This velvety dip takes the smoky depth of open-flame roasted aubergines and pairs it with the crunch of a homemade walnut dukkah. It elevates the classic style by adding a textural contrast of toasted nuts and spices, making it a sophisticated centerpiece for any mezze platter.
Prick the aubergines all over with a fork. Place them directly over a gas flame or under a high heat grill (broiler), turning occasionally, until the skin is completely charred and the flesh is collapsing (about 15-20 minutes).

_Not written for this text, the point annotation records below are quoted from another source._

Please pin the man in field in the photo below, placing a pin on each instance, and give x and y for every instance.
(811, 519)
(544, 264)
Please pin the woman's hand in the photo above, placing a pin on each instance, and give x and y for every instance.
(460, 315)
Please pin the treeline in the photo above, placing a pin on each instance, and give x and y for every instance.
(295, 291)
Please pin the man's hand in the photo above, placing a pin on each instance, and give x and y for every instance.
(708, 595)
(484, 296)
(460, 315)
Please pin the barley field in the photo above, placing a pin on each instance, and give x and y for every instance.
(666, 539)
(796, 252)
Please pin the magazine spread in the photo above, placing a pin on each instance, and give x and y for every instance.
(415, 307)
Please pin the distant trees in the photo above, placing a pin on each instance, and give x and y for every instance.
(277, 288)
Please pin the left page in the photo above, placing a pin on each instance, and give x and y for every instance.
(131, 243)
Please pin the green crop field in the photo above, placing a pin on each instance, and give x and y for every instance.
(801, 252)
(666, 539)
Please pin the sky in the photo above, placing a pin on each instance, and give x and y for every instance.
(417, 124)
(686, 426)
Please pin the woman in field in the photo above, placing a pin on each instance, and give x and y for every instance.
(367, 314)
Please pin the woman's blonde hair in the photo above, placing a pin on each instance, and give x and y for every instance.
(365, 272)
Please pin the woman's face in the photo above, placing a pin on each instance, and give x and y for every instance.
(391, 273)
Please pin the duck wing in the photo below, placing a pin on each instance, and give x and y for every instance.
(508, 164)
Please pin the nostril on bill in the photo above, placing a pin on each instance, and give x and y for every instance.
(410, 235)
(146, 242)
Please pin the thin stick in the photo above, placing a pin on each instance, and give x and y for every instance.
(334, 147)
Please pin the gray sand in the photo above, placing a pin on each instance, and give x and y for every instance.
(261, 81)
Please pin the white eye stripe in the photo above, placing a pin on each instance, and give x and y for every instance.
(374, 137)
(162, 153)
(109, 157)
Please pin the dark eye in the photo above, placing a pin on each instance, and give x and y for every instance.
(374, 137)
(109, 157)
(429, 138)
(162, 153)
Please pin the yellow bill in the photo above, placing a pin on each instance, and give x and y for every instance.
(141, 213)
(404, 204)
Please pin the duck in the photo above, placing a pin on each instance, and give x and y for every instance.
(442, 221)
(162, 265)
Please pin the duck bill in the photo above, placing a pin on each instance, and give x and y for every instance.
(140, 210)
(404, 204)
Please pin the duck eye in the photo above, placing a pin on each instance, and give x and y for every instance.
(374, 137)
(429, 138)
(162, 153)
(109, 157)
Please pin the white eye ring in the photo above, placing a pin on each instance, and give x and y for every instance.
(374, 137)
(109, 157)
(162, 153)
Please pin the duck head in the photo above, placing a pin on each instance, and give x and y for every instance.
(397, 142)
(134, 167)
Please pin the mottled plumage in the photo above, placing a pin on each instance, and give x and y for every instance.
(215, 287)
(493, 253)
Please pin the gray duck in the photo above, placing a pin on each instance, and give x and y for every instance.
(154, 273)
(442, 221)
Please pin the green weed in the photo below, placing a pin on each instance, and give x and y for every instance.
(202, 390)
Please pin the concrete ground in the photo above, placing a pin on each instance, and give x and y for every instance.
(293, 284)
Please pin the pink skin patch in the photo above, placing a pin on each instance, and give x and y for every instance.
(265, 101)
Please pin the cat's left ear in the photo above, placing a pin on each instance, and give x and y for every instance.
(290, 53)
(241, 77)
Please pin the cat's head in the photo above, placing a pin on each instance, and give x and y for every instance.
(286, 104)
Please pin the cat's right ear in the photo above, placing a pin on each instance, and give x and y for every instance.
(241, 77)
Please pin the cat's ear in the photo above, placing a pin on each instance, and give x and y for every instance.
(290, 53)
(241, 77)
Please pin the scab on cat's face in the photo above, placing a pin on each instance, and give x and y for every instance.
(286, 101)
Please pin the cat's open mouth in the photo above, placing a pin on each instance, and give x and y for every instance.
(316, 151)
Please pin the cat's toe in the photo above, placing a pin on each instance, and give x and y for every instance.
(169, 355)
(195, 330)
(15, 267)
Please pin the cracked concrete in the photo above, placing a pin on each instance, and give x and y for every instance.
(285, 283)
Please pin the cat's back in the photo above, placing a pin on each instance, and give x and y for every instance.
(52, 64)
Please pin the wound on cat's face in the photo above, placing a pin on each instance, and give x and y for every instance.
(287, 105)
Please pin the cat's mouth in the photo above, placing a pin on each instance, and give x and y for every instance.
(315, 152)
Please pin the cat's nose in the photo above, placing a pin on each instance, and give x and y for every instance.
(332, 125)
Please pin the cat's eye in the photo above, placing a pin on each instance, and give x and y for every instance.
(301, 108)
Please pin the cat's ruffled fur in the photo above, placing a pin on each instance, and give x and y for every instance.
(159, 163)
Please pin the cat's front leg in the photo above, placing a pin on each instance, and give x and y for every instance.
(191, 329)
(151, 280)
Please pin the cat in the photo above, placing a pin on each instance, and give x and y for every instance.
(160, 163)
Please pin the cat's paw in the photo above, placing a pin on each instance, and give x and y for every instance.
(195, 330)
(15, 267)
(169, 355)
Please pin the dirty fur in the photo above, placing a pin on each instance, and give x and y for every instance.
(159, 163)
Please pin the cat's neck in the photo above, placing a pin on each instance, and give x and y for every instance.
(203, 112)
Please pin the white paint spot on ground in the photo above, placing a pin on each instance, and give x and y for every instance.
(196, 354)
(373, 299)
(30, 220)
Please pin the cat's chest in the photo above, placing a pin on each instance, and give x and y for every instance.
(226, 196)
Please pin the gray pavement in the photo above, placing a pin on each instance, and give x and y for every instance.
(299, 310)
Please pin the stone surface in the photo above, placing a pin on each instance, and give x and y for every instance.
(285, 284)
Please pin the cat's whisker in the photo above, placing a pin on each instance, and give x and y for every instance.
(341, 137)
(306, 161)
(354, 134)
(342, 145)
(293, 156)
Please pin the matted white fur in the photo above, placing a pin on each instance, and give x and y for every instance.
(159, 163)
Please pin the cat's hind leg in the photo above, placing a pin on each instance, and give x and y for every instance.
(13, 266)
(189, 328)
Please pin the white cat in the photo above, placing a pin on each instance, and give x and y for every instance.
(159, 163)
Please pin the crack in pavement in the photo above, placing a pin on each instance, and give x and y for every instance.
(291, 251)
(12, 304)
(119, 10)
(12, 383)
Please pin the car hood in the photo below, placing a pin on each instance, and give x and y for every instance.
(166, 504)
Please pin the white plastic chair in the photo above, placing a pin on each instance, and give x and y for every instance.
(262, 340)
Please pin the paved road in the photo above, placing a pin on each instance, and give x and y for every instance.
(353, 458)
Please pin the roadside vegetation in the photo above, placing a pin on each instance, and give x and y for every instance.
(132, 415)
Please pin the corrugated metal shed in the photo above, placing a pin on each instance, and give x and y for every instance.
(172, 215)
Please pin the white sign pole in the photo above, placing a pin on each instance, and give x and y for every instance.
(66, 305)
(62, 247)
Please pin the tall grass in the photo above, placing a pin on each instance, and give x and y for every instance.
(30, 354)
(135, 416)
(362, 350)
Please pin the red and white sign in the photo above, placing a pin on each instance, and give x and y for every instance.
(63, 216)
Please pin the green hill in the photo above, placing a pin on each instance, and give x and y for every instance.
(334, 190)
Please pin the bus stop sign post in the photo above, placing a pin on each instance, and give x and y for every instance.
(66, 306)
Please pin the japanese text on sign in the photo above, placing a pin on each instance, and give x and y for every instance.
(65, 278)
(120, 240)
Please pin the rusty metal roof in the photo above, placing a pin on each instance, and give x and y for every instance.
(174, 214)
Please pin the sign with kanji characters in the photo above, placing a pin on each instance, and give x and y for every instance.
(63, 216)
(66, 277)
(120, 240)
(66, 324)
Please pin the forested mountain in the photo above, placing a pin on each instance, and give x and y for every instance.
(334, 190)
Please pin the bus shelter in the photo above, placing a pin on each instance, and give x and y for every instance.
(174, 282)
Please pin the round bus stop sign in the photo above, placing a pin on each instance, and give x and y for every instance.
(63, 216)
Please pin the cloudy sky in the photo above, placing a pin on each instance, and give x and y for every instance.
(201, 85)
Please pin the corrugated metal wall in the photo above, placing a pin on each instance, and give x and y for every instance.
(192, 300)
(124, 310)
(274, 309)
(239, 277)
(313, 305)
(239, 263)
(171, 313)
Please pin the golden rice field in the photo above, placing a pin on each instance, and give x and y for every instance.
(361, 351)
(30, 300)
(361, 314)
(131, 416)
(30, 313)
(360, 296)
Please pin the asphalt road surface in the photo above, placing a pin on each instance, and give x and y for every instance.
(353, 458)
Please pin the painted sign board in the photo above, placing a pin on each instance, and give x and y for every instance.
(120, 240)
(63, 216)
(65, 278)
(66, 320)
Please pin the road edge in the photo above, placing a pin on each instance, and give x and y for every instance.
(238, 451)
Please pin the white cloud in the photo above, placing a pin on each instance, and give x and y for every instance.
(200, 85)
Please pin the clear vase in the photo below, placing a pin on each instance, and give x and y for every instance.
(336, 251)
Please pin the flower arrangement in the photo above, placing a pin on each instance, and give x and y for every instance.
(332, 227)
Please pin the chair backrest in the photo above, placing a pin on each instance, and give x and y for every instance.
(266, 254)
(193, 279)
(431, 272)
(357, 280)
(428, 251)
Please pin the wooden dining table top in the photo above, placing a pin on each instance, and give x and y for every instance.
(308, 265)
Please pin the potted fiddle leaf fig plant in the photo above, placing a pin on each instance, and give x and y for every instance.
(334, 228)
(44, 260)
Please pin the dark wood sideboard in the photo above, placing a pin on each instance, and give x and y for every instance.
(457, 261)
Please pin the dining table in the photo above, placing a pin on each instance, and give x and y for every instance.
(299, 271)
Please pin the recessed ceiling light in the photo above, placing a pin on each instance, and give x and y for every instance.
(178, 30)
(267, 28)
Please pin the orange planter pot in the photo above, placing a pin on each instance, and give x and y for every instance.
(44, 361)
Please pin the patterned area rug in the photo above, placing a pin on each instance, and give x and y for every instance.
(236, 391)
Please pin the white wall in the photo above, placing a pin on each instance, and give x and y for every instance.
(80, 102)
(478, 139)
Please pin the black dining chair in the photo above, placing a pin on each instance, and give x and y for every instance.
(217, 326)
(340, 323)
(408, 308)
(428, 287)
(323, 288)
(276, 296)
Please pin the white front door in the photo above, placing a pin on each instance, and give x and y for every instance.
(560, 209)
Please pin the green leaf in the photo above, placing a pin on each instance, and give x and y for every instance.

While the aubergines cook, place the unpeeled garlic cloves in a dry skillet over medium heat, roasting until soft to the touch (about 10 minutes).
Allow the aubergines to cool in a colander for 10 minutes to drain excess liquid. Peel away the charred skin and discard it. Squeeze the roasted garlic out of its skins.
In a food processor, combine the aubergine flesh, roasted garlic, tahini, lemon juice, 2 tablespoons of olive oil, salt, and pepper. Pulse until creamy and smooth.
To make the dukkah topping: In a small dry pan, toast the walnuts, sesame seeds, and cumin seeds over medium heat for 3-4 minutes until fragrant. Remove from heat and stir in the ground coriander and a pinch of salt.
Spread the aubergine purée into a shallow serving bowl and use the back of a spoon to create swirls on the surface.
Drizzle with the remaining tablespoon of olive oil, generously sprinkle the walnut dukkah mixture on top, and garnish with fresh parsley.